La vie de Fragonard est simple et discrète, entièrement consacrée à l’art, un personnage solitaire, une liberté de style, de contenu, un amour de la poésie et des couleurs dans la lignée des grands coloristes du XVIIIe siècle.
Le musée de Louvre expose une belle collection de Fragonard, dont des tableaux importants comme les baigneuses ou le verrou.

Jean-honoré Fragonard, Les Baigneuses, 1765, Musée du Louvre, Paris.
Mais parmi les 550 peintures et les milliers de dessins, on retrouve d’importants tableaux de Fragonard dans les musées étrangers, et dans les collections privées comme la bascule à Madrid ou le tableau de la balançoire dans la collection Wallace Londres.
La parenté entre le maître et l’élève est présente dans le style, les couleurs, et le choix des sujets.
À l'âge de dix-huit ans, Fragonard fait un stage à Paris, il a commencé chez un maître : Chardin pour apprendre le dessin et acquérir de l'expérience. Six mois après, Fragonard étudie chez Boucher. Il garde de Chardin la maitrise de la ligne, et acquiert de Boucher, le style rococo, et l’amour des couleurs. Cependant, le contenu de ses tableaux est plus complexe et plus riche que certains tableaux de Boucher.

Fragonard — La Lettre d'amour 1775. Métropolitain Muséum of art, à New York.
Fragonard a obtenu la bourse du Prix de Rome, décernée par l'Académie française, en soumettant son tableau Jéroboam sacrifiant au veau d'or (1752).
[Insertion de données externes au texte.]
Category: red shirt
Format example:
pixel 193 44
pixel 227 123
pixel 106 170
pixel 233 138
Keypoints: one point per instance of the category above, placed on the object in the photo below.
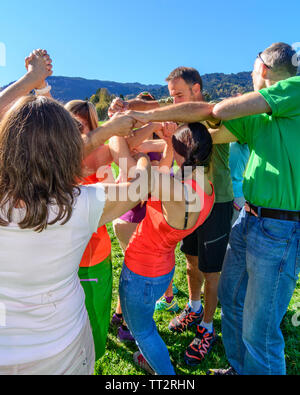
pixel 151 250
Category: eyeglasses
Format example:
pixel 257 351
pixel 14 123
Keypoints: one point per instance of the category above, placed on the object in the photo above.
pixel 261 59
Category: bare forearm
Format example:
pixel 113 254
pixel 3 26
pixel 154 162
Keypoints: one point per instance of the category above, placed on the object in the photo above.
pixel 141 135
pixel 115 127
pixel 167 158
pixel 183 112
pixel 249 104
pixel 20 88
pixel 152 146
pixel 142 105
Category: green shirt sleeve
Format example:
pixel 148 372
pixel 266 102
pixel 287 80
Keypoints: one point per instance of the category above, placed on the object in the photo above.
pixel 241 128
pixel 284 97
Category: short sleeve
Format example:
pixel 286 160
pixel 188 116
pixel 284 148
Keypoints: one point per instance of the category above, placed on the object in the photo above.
pixel 96 204
pixel 283 97
pixel 240 128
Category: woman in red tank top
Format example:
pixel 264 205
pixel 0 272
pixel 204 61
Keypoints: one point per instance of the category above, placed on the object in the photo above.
pixel 178 205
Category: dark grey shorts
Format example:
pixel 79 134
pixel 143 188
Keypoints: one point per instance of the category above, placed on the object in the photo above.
pixel 209 241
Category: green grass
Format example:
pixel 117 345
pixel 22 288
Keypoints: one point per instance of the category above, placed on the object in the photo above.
pixel 118 357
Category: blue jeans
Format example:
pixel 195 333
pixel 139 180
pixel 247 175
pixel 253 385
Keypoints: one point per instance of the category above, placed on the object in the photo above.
pixel 258 279
pixel 138 295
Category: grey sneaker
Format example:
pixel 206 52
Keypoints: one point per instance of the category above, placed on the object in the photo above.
pixel 222 372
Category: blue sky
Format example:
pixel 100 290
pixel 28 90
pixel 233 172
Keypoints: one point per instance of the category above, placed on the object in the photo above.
pixel 142 41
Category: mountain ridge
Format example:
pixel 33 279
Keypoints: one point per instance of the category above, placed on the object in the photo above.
pixel 216 85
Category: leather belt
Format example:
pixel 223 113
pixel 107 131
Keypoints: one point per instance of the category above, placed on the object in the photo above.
pixel 283 215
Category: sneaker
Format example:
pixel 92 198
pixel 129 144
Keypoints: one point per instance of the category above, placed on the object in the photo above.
pixel 175 289
pixel 124 335
pixel 141 362
pixel 185 320
pixel 162 304
pixel 222 372
pixel 200 346
pixel 116 321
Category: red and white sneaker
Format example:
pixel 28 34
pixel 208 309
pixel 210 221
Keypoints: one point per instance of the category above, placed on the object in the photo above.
pixel 200 346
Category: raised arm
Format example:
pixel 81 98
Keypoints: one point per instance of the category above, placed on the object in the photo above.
pixel 39 68
pixel 121 125
pixel 143 133
pixel 119 105
pixel 183 112
pixel 237 107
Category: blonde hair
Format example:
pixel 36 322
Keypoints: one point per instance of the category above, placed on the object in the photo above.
pixel 86 110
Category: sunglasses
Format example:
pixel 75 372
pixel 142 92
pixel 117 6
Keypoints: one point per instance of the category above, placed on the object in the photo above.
pixel 261 59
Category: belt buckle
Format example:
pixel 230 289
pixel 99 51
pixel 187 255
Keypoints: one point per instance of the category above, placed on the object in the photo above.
pixel 249 210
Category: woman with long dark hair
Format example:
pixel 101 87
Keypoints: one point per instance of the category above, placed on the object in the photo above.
pixel 46 222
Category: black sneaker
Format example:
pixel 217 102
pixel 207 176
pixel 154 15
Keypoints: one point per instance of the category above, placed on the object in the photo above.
pixel 200 346
pixel 222 372
pixel 185 320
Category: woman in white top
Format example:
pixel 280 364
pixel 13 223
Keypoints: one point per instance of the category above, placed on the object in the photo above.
pixel 46 221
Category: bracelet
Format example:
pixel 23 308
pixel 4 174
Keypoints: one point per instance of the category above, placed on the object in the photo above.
pixel 43 91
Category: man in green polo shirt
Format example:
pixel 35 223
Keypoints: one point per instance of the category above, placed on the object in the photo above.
pixel 262 263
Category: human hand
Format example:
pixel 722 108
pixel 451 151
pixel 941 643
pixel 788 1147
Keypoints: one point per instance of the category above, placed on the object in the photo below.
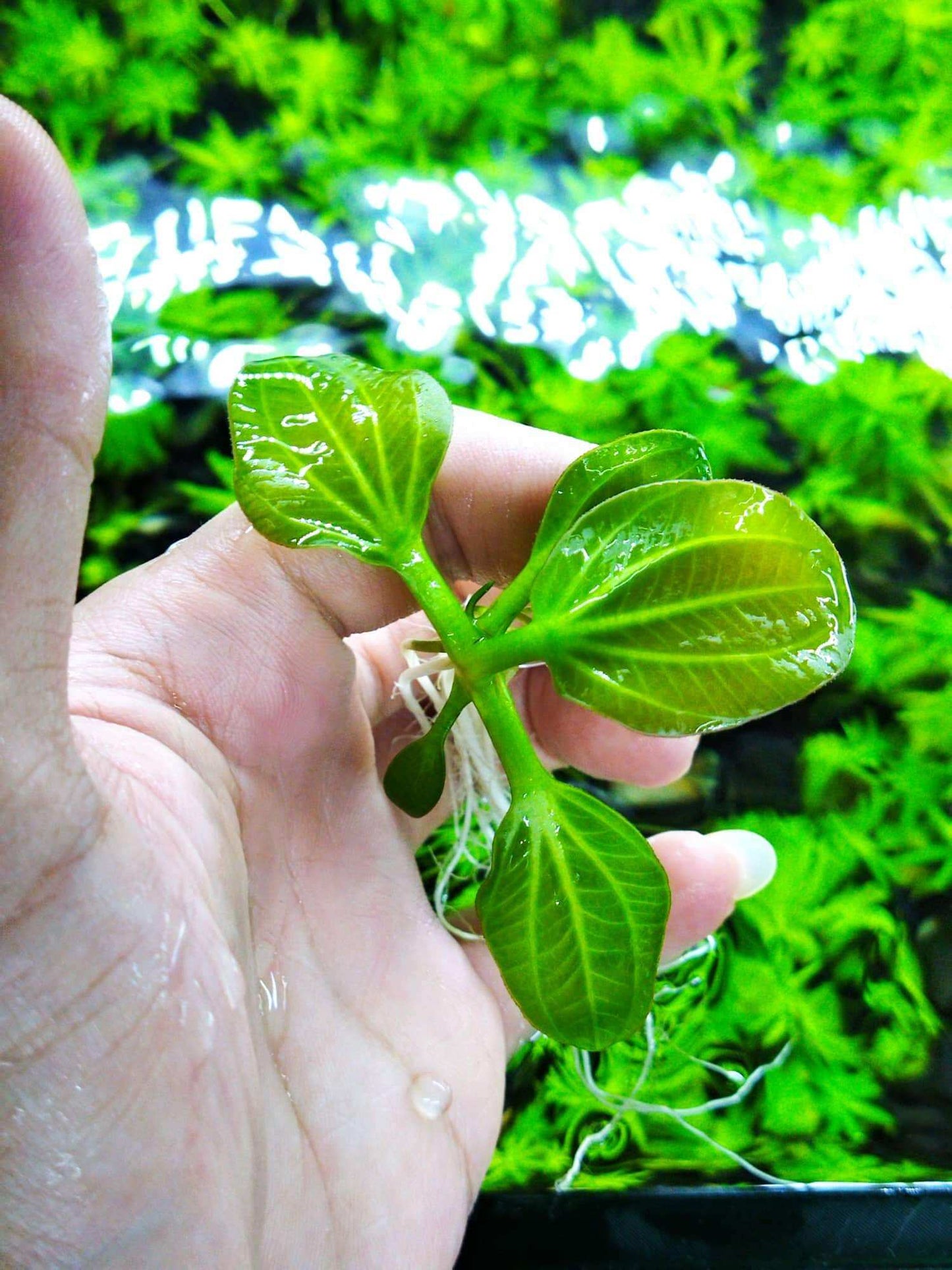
pixel 198 813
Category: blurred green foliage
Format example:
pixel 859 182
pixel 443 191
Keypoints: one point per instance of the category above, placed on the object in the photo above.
pixel 293 101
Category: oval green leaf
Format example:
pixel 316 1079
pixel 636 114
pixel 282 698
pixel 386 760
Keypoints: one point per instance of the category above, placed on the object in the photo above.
pixel 333 452
pixel 574 911
pixel 600 474
pixel 692 606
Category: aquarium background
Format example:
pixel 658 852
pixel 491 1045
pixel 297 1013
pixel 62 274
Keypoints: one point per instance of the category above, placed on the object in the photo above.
pixel 723 216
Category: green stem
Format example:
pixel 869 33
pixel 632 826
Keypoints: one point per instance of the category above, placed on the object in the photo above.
pixel 464 642
pixel 498 618
pixel 517 647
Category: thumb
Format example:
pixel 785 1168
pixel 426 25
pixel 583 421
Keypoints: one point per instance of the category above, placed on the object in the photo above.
pixel 53 380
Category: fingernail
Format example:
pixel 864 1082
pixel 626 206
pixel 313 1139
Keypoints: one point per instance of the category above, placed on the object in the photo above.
pixel 754 855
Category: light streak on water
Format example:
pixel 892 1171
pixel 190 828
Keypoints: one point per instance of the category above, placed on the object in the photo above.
pixel 594 281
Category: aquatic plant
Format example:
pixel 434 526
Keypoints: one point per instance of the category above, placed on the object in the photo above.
pixel 658 596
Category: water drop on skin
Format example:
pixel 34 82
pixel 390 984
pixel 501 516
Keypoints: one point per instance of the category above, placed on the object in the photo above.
pixel 431 1096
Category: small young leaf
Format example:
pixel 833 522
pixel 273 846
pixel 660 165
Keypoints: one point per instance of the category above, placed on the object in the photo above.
pixel 333 452
pixel 574 912
pixel 692 606
pixel 415 778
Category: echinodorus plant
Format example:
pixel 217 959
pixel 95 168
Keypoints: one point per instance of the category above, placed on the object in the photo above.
pixel 656 594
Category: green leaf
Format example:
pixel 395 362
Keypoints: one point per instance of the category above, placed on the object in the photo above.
pixel 574 911
pixel 333 452
pixel 692 606
pixel 605 471
pixel 415 778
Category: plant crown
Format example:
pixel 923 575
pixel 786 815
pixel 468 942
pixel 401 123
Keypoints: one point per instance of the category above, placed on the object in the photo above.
pixel 657 596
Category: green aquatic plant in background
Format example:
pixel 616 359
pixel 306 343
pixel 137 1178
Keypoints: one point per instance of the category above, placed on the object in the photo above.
pixel 847 953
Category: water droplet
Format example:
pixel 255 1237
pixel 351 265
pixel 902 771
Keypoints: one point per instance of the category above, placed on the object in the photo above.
pixel 431 1096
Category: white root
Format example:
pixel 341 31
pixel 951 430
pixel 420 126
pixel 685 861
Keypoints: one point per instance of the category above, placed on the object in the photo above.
pixel 479 793
pixel 479 797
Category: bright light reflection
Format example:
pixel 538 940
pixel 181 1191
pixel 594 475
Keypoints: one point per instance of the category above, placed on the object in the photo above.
pixel 597 281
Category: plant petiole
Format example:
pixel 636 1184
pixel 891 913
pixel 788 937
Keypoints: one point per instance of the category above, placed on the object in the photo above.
pixel 464 642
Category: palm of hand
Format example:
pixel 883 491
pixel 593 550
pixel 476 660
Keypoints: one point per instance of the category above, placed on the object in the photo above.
pixel 262 851
pixel 220 975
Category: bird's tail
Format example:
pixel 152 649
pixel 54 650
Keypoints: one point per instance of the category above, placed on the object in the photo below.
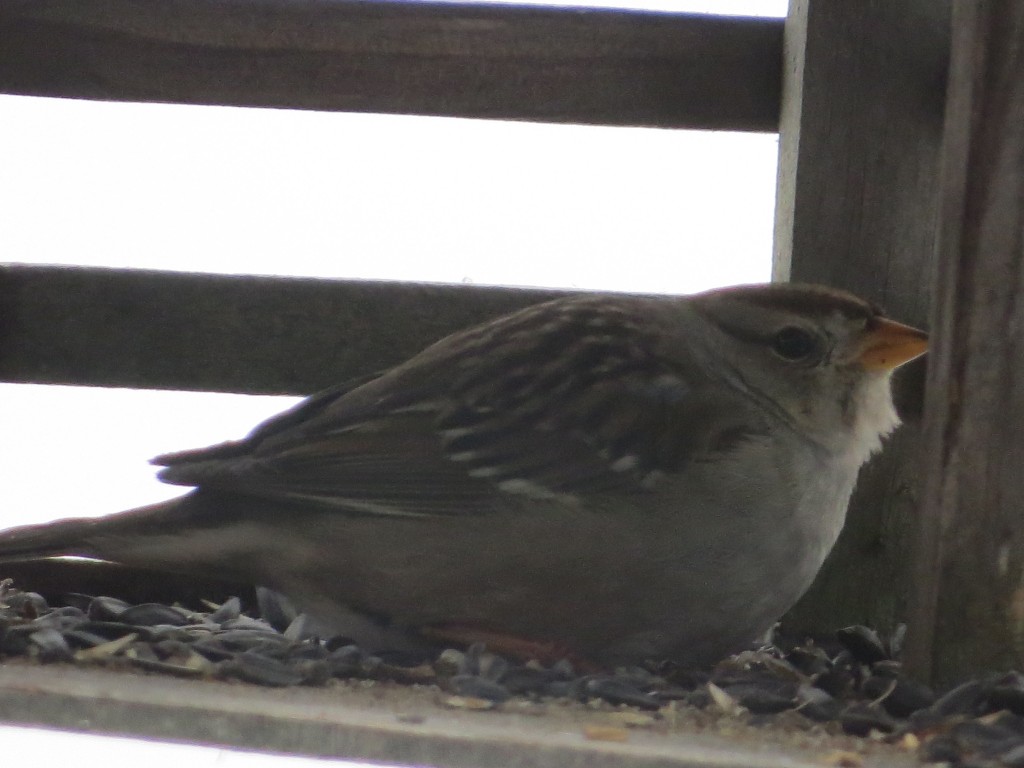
pixel 83 537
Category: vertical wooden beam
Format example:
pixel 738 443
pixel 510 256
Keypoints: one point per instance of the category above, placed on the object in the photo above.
pixel 968 608
pixel 860 132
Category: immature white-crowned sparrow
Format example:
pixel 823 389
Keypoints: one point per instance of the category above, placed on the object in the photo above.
pixel 627 477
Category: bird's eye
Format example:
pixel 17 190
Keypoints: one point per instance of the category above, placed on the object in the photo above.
pixel 794 343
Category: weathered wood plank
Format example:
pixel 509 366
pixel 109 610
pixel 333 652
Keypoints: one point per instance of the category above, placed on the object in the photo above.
pixel 212 333
pixel 968 611
pixel 382 723
pixel 578 66
pixel 858 170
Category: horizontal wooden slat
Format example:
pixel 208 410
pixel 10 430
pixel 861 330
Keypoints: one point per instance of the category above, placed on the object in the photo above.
pixel 215 333
pixel 577 66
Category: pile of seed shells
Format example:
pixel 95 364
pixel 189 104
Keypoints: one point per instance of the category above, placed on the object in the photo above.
pixel 855 683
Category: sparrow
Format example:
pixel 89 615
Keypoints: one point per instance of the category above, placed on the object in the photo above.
pixel 629 477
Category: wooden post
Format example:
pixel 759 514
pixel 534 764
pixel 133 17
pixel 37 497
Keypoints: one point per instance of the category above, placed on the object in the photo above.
pixel 860 132
pixel 968 607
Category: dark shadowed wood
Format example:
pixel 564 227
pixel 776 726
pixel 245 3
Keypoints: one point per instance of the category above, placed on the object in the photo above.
pixel 615 68
pixel 255 335
pixel 969 609
pixel 859 146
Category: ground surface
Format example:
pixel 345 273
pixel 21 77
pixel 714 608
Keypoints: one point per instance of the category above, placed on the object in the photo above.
pixel 421 725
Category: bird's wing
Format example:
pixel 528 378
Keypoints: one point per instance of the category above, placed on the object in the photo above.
pixel 545 404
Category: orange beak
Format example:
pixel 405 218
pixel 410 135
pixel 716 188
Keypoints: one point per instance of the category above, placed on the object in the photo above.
pixel 890 344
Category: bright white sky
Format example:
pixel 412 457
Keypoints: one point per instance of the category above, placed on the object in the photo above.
pixel 215 189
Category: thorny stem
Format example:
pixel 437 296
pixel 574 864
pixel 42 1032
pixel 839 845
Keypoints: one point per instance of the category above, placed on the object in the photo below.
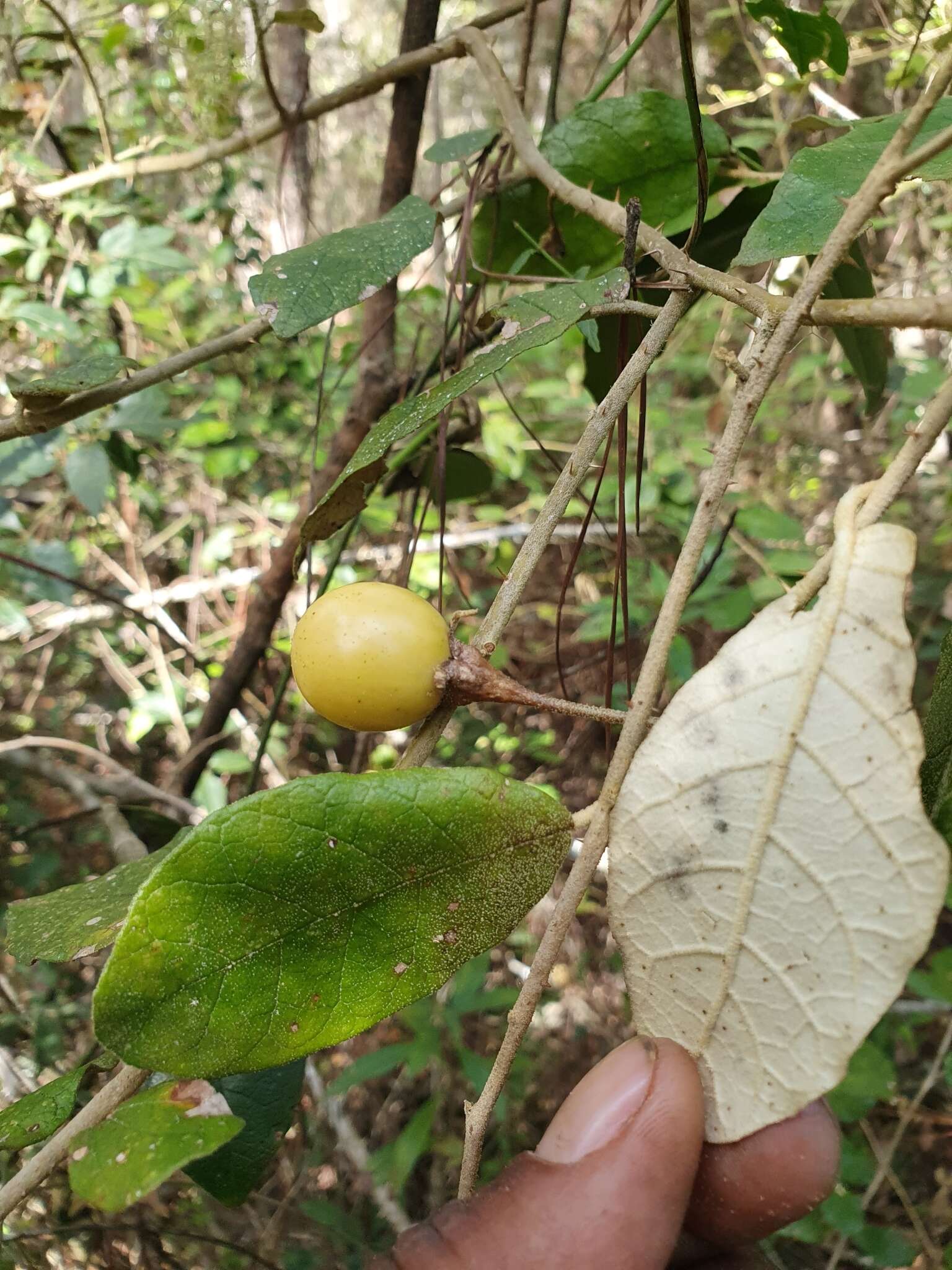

Fragonard est parti étudier à l'Académie française de Rome. Dans ce tableau, on peut retrouver les influences de la peinture italienne, comme dans d’autres tableaux.

Fragonard, Jéroboam sacrifiant le veau d'or, 1752, École nationale supérieure Paris.

Fragonard, jeune fille lisant 1770, National Gallery of art, Washington
Dans ce tableau, c’est un autre Fragonard. Ni érotisme, ni rococo, ni jardins, mais une jeune fille qui lit, dessinée sobrement, les lignes austères de Chardin, le coup de pinceau tendre et gracieux de Boucher, et les couleurs de Fragonard.
Fragonard épouse Marie-Anne Gérard en 1769. Ils ont eu un fils, Alexandre-Évariste Fragonard, et une fille, Rosalie son modèle. Elle est représentée dans des œuvres telles que la jeune fille lisant 1770 et dans la jeune femme debout 1775.

Fragonard : les progrès de l'amour dans le cœur d'une jeune fille, 1771, Collection Frick
La Révolution française a tout changé pour le peintre. Changement de régime, disparition de la noblesse, mécènes guillotinés ou exilés, il quitte Paris pour renter à Grasse chez un cousin en emportant avec lui son tableau le progrès de l'amour dans le cœur d'une jeune fille, et une série de quatre pièces pour la maîtresse de Louis XV, Madame du Barry.
La révolution ne modifie pas le régime seulement, mais le goût du public aussi. Le rococo disparaît pour laisser place, quelques années plus tard au néoréalisme porté par David.
Il est injuste de penser que Fragonard était un libertin qui cherchait à vendre un art simple et érotique. Ses tableaux au-delà d’une remarquable maîtrise technique relatent les idées de l’époque sur les relations entre les hommes et les femmes, les jeux de séduction et le sentiment amoureux.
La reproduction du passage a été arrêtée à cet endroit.